Intervention de Jean-Paul Fournier

Réunion du 20 novembre 2013 à 21h30
Prévention des inondations — Adoption d'une proposition de loi dans le texte de la commission

Photo de Jean-Paul FournierJean-Paul Fournier :

Monsieur le président, madame la ministre, mes chers collègues, si le mot « inondation » est, pour beaucoup, associé aux adjectifs « subite », « ponctuelle » et « aléatoire», il est inscrit, pour d’autres, en filigrane de la plupart des volets de la vie publique locale.

Les travaux de la mission commune d’information ont permis de le souligner : eu égard à l’ampleur et à la récurrence de l’aléa, les habitants du département du Gard, du représentant de l’État au citoyen, de l’élu local à l’entrepreneur, se sont forgés depuis un quart de siècle une culture du risque.

Cette culture a en quelque sorte permis de pousser jusqu’à ses limites vertueuses un modèle empirique. Mais l’expérience et le retour d’expérience trouvent leurs limites en l’absence d’environnement législatif et réglementaire adapté.
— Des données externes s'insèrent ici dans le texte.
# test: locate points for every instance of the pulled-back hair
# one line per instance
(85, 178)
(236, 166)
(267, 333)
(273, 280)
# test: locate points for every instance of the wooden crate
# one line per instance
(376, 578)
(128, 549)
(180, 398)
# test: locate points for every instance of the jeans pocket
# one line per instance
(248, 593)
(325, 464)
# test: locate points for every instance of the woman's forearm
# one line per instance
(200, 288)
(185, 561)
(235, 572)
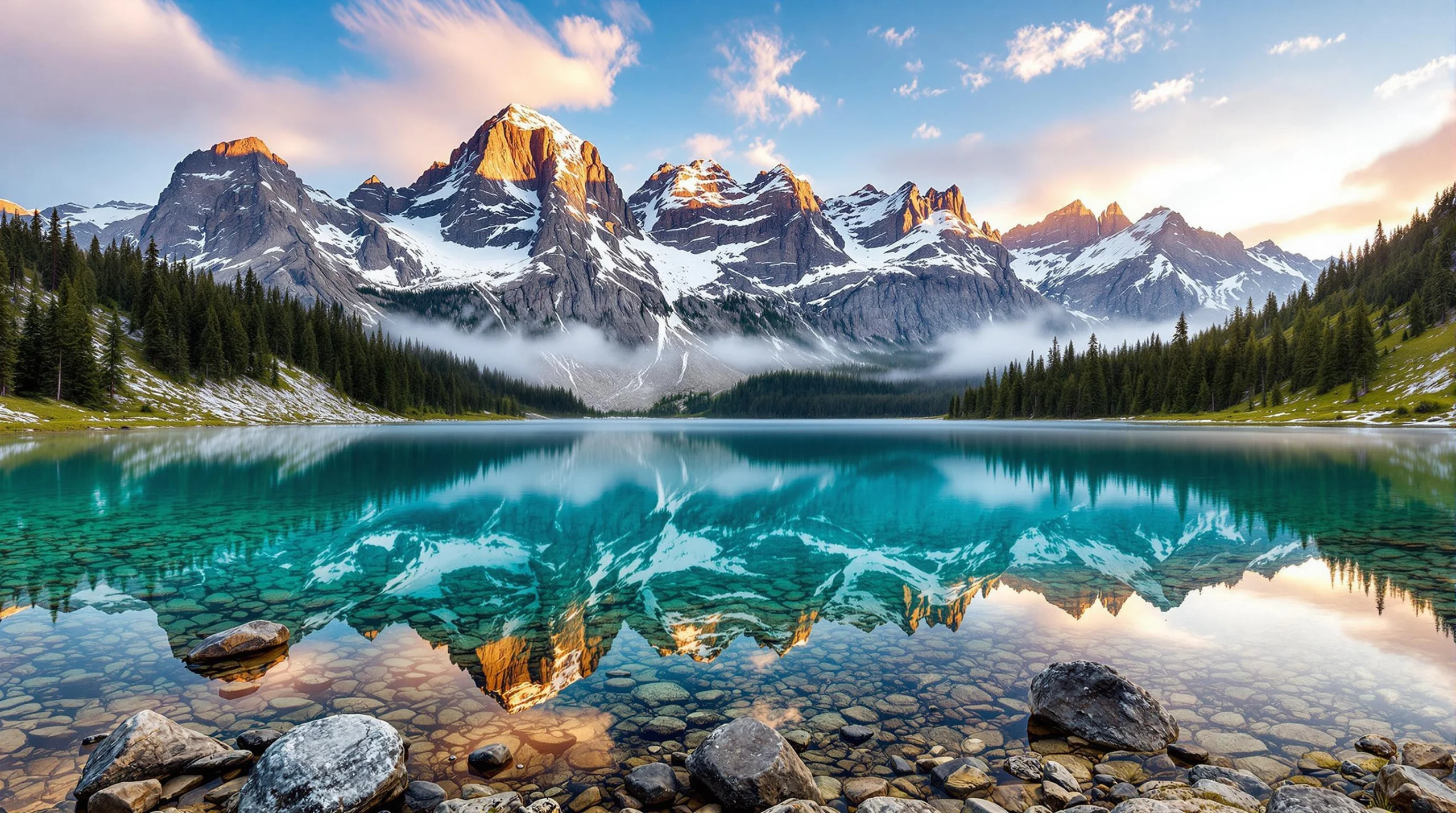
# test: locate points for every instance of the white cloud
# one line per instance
(760, 154)
(628, 15)
(926, 131)
(706, 145)
(971, 78)
(895, 38)
(1305, 44)
(1037, 50)
(140, 75)
(1164, 92)
(1407, 81)
(752, 81)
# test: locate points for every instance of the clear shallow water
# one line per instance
(1279, 589)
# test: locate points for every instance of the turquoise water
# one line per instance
(524, 582)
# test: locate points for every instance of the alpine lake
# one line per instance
(603, 593)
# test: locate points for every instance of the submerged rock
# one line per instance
(749, 767)
(1305, 799)
(653, 783)
(1411, 790)
(508, 802)
(341, 764)
(490, 758)
(144, 746)
(258, 741)
(241, 642)
(423, 798)
(1428, 755)
(1095, 703)
(895, 804)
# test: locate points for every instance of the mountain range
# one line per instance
(526, 229)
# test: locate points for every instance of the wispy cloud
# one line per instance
(895, 38)
(1411, 79)
(913, 91)
(1164, 92)
(706, 145)
(432, 84)
(753, 81)
(1043, 48)
(926, 131)
(1305, 44)
(760, 154)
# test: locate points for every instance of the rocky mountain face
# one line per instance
(524, 229)
(1152, 270)
(238, 206)
(113, 220)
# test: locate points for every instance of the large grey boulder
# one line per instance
(241, 642)
(1234, 777)
(749, 767)
(1095, 703)
(341, 764)
(1306, 799)
(144, 746)
(1411, 790)
(126, 798)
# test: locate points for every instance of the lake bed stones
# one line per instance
(1094, 701)
(749, 767)
(423, 798)
(341, 764)
(861, 789)
(242, 642)
(144, 746)
(491, 757)
(1305, 799)
(1378, 745)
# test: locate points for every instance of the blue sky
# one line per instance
(1302, 121)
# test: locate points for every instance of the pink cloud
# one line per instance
(143, 72)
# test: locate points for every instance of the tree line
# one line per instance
(1315, 340)
(63, 312)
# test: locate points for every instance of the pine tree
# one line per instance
(9, 343)
(212, 357)
(32, 363)
(77, 373)
(113, 360)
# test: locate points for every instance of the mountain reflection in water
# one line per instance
(526, 548)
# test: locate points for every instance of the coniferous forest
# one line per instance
(1318, 340)
(69, 313)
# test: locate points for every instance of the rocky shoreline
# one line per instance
(1097, 742)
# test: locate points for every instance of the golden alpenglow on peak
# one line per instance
(248, 146)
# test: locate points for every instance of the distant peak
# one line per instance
(14, 207)
(250, 146)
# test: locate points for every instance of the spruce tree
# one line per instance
(77, 372)
(212, 357)
(9, 343)
(114, 357)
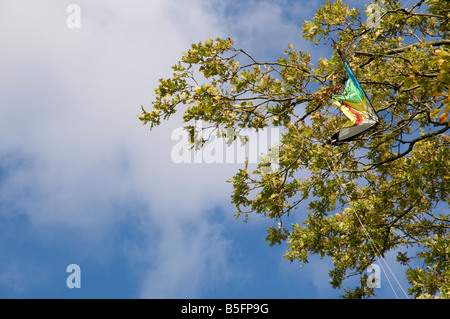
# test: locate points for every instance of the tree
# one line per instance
(388, 190)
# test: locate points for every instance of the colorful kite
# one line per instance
(355, 104)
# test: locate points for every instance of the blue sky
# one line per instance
(82, 182)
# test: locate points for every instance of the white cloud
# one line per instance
(68, 105)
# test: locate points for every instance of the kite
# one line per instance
(356, 106)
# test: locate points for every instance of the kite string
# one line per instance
(372, 243)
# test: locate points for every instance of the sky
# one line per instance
(83, 182)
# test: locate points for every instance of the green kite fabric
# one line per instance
(355, 105)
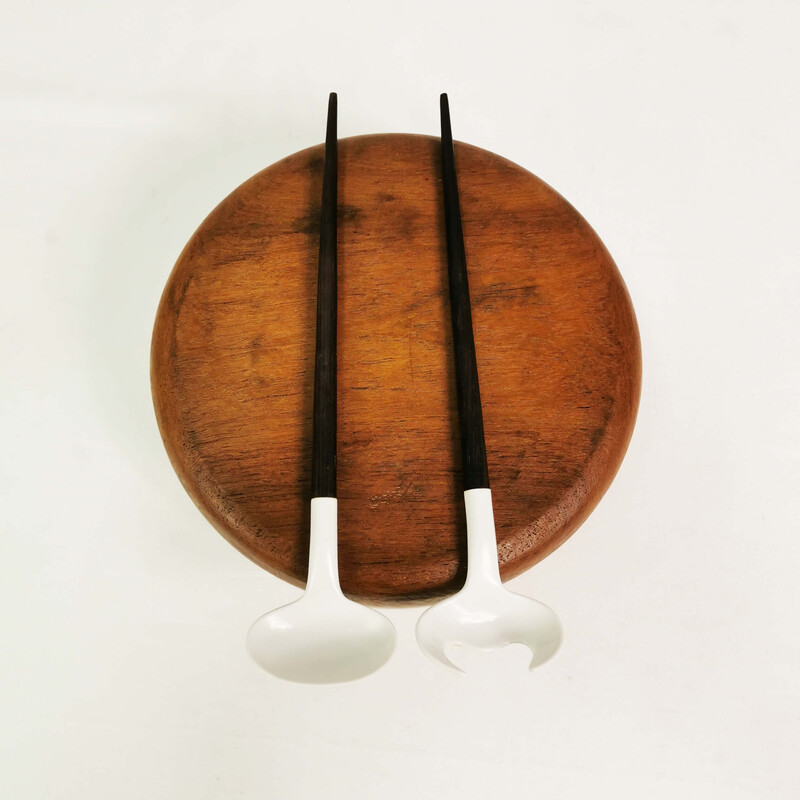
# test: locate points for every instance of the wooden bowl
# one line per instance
(233, 353)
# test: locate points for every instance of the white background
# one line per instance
(674, 128)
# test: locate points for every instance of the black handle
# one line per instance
(323, 449)
(470, 416)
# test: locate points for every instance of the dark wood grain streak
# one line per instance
(233, 363)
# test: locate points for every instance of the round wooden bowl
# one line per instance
(233, 354)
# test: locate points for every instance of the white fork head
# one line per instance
(489, 617)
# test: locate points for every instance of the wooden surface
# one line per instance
(233, 352)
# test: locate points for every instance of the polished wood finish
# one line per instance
(233, 362)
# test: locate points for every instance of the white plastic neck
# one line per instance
(482, 564)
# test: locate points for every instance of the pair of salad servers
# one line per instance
(324, 637)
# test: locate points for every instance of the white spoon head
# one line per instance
(321, 640)
(488, 618)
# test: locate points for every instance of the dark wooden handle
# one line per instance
(470, 416)
(323, 450)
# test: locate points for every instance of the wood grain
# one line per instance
(233, 355)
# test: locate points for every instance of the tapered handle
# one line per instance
(323, 449)
(470, 416)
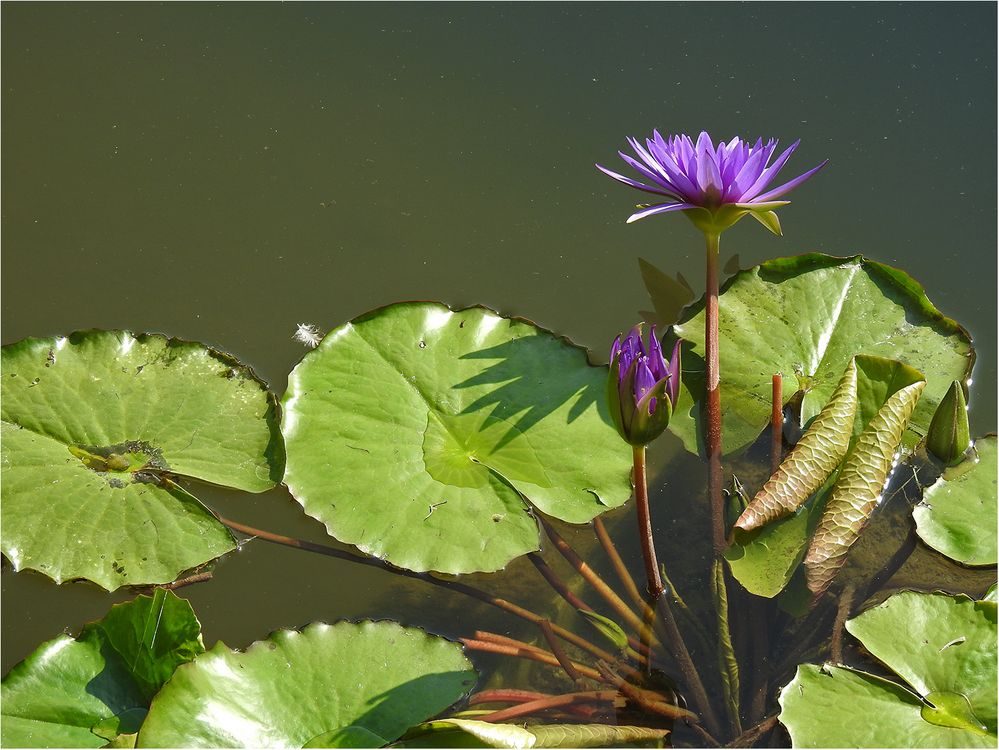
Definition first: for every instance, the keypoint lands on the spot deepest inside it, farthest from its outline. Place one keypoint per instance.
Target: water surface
(222, 173)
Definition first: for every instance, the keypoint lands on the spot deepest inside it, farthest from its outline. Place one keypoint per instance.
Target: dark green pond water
(223, 172)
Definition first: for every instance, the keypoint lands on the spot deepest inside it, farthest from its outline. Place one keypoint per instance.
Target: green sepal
(647, 427)
(718, 220)
(769, 220)
(949, 437)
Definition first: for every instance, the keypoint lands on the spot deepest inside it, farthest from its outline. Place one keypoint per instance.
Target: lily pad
(343, 685)
(765, 559)
(90, 425)
(415, 432)
(478, 734)
(805, 317)
(84, 692)
(943, 648)
(957, 516)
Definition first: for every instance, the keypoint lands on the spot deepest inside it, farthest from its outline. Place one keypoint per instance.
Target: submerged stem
(598, 583)
(653, 581)
(776, 422)
(619, 567)
(482, 596)
(713, 401)
(549, 702)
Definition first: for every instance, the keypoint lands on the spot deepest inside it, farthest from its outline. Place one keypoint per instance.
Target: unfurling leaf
(949, 435)
(813, 459)
(860, 484)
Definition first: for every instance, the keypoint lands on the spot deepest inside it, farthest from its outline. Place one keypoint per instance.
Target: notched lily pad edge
(528, 507)
(564, 338)
(796, 264)
(275, 451)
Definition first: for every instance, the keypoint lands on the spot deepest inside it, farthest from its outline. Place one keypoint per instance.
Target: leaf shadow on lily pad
(381, 723)
(523, 365)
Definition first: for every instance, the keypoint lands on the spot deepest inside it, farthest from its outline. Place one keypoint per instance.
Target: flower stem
(641, 697)
(653, 581)
(673, 638)
(549, 702)
(713, 378)
(591, 577)
(619, 567)
(495, 601)
(776, 422)
(637, 648)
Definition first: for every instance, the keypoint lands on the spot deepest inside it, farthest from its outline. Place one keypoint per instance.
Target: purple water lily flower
(642, 386)
(714, 186)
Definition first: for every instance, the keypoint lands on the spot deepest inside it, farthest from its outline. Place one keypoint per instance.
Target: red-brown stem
(748, 737)
(705, 735)
(553, 701)
(482, 596)
(501, 644)
(638, 696)
(557, 583)
(180, 583)
(712, 380)
(682, 657)
(505, 695)
(563, 659)
(776, 423)
(653, 581)
(619, 567)
(641, 651)
(525, 651)
(592, 578)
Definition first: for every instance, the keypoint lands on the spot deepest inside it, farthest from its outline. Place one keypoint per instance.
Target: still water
(223, 172)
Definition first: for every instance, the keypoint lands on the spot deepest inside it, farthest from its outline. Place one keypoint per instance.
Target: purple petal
(673, 170)
(749, 173)
(616, 349)
(768, 174)
(635, 341)
(656, 362)
(673, 386)
(644, 381)
(655, 172)
(708, 177)
(789, 186)
(660, 209)
(635, 183)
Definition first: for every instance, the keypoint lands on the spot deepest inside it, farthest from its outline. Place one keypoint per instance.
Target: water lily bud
(949, 435)
(642, 386)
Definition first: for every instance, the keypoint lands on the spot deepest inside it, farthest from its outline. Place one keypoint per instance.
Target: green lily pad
(85, 691)
(415, 432)
(479, 734)
(90, 425)
(943, 648)
(957, 516)
(343, 685)
(765, 559)
(805, 317)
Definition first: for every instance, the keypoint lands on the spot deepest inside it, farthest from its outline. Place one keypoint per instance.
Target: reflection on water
(222, 173)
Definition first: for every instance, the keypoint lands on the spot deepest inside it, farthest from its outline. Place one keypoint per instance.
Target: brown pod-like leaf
(811, 462)
(858, 489)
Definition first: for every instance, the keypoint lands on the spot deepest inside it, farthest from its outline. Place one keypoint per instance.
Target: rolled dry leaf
(813, 459)
(858, 489)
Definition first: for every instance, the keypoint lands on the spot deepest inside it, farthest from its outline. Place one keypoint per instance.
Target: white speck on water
(308, 334)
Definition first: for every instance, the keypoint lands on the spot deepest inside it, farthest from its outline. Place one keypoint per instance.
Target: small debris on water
(308, 334)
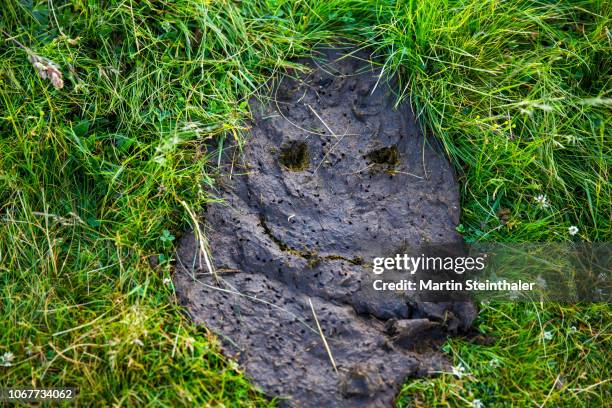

Cette culture s’est imposée par la force des réalités. Non seulement les collectivités touchées ont de facto la charge d’inventer la prévention et la protection, mais elles ont aussi celle de frapper à toutes les portes pour tenter de les financer.

Dans ces conditions, comment s’étonner que beaucoup voient en l’État non plus le grand aménageur du territoire qu’il fut, mais un simple service administratif censeur, au mieux un « contrôleur des travaux finis » ? Si bien que, dans chaque commune de France concernée, le document des documents en la matière, le PPRI, a pris le statut de « livre maudit ». La protection et la prévention des risques devraient repousser les frontières pour les hommes, pour l’économie ; au lieu de cela, elles les figent. Aujourd’hui, l’administration, se fondant sur le principe de précaution, ouvre – soit dit sans jeu de mots – un parapluie tellement grand qu’il ne pousse plus rien sur nos territoires…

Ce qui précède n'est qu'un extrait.